The HTTPArchive is a great tool for learning about what makes the web tick. Every 2 weeks, the top 1M sites are tested on Chrome and on Android with WebPageTest, and the results are opensource and easily searchable with Google BigQuery. My role at AT&T on Video Optimizer has me studying how video is transported over mobile networks, and I thought I’d dig into the Archive to look at the video data. So, I have been using the archive to learn about video streaming (post coming soon), but as I was looking at video requests/responses from webpages, I saw a funny request that resulted in a failure.

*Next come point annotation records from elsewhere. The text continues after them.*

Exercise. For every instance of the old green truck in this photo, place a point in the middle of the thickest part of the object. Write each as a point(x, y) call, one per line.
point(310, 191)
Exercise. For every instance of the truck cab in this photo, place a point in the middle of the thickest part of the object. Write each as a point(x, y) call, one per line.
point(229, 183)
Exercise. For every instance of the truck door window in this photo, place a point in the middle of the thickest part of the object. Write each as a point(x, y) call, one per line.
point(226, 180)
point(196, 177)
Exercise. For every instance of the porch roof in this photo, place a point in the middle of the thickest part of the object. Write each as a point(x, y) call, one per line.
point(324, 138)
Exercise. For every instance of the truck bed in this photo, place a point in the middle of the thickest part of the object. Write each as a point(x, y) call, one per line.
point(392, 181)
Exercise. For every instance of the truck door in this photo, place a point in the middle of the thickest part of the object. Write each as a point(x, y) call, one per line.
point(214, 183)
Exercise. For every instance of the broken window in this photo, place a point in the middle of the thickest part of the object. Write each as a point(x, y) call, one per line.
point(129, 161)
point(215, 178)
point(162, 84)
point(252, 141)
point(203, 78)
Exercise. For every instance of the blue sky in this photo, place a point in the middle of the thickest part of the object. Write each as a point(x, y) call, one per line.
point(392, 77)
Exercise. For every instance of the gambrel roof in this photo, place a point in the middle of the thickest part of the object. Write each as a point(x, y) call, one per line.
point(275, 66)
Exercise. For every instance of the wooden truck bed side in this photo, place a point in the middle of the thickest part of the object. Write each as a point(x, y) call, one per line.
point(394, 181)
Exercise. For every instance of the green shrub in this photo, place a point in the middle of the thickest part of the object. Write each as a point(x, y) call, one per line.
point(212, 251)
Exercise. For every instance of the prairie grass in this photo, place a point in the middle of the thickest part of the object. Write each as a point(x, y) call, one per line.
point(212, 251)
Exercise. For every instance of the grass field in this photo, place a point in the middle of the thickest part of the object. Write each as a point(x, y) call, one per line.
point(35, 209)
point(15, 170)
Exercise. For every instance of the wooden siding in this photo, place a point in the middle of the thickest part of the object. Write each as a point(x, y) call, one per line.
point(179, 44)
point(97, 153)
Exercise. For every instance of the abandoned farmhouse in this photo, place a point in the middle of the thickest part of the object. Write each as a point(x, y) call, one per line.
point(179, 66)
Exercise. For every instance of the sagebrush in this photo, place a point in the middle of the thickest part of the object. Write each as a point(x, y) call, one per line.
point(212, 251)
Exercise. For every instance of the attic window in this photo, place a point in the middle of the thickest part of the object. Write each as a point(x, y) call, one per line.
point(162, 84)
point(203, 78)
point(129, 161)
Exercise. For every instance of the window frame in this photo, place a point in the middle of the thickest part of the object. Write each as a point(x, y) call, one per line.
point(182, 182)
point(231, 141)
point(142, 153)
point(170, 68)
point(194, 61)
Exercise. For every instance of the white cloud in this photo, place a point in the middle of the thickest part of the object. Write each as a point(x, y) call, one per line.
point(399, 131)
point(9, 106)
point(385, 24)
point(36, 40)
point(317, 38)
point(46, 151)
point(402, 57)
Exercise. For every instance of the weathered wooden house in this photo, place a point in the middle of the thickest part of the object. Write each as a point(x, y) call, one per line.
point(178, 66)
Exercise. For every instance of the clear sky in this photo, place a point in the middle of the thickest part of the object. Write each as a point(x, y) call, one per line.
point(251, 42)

It reminded me of this tweet from a few years ago:
Yes, it was a request to localhost – in production. When building websites, developers often use a server on their local computer to test and develop, and the IP used to connect to that local server is 127.0.0.1, and can also be reached by typing ‘localhost’ in the browser. The problem is, of course, that the url “localhost” or “127.0.0.1” will only work on the ONE computer local to the user – it cannot be shared. So any request to 127.0.0.1 in production would have the browser looking for a local webserver on the customer’s computer – one that will probably NOT have the information the developer was hoping to share.
So, I got sidetracked from studying video. How many of these exist in the entire HTTPArchive? Let’s build a SQL query to find out:
select sum(if(url contains "http://127",1,0)) as http, sum(if(url contains "https://127",1,0)) as https, sum(if(status <200, 1,0)) as total, from ( select url, respSize,mimetype, status, pageid from httparchive.runs.latest_requests where (url contains "127.0.0.1" ) order by status desc )
In this query, I am searching every request from the latest run “httparchive.runs.latest_requests” data set, and filtering on urls with “127.0.0.1.” The next query contains if statements – if the url contains “http://127”, add 1 to the total, otherwise 0. This gives me a running count of the urls with “http://127” in them. I do the same for https, and also calculate a total number.
But, Let’s have some Fun First
Rather than just announce the results – I thought a poll on Twitter might be a fun idea:
HTTP or HTTPS
So I posted the poll.. and I started looking at the URLs in the list… I noticed that some are using HTTP and others using HTTPS. This prompted a second poll:
But Then, Things Got Even More Interesting
Looking at the raw list of urls – over 50% had the same format:
Hmm, why are so many connections to Spotify pointing to Localhost? Wouldn’t this massive issue be one that Spotify is aware of? On each website with this error, I see the same failure occurs multiple times with incrementing different port numbers.
What the heck is going on? Well, it turns out that on websites like www.premierleague.com/home, there is a Spotify play widget:
When you press play, it connects to the Spotify app on your computer (if you have it running), and the app shows the same data as the website, and keeps playing the playlist when you move away form the homepage. It’s pretty cool, and the way that these 2 services connect is through a local service run by the Spotify app that the browser connects too. Of course, the computers powering WebPageTest do not have Spotify running on them – but wouldn’t you expect this widget to fail gracefully for those users?
It turns out, the service does degrade gracefully on a regular computer. In playing with WebPageTest, the widget DOES fail gracefully when testing on Chrome in Dulles, but the error arises when we test on Chrome in EC2, so it likely has something to do with the configuration of the servers on Amazon. Since the HTTPArchive runs its tests in the cloud, we see these errors there, and it appeared in my data query.
OK, The Answer: How Many Requests to 127.0.0.1?
Ok, including the connections to Spotify, we see 4,934 connections directed to http(s)://127.0.0.1. Now, there are 2,619 connections to the Spotify link (it retries many different ports if it fails – adding to the request count), leaving 2,315 connections to localhost.
So, the middle answer in my poll was right BOTH with and without Spotify. <whew!> Imagine if I had messed up a Twitter poll!
Breaking down these to HTTP:HTTPS ratio.
The Localhost calls to Spotify are 2559:60 – 97% HTTP.
The calls not pointing to the local Spotify server are almost exactly the opposite:
234 HTTP:2081 HTTPS. So, developers who point to localhost are doing it securely, using HTTPS connections 90% of the time.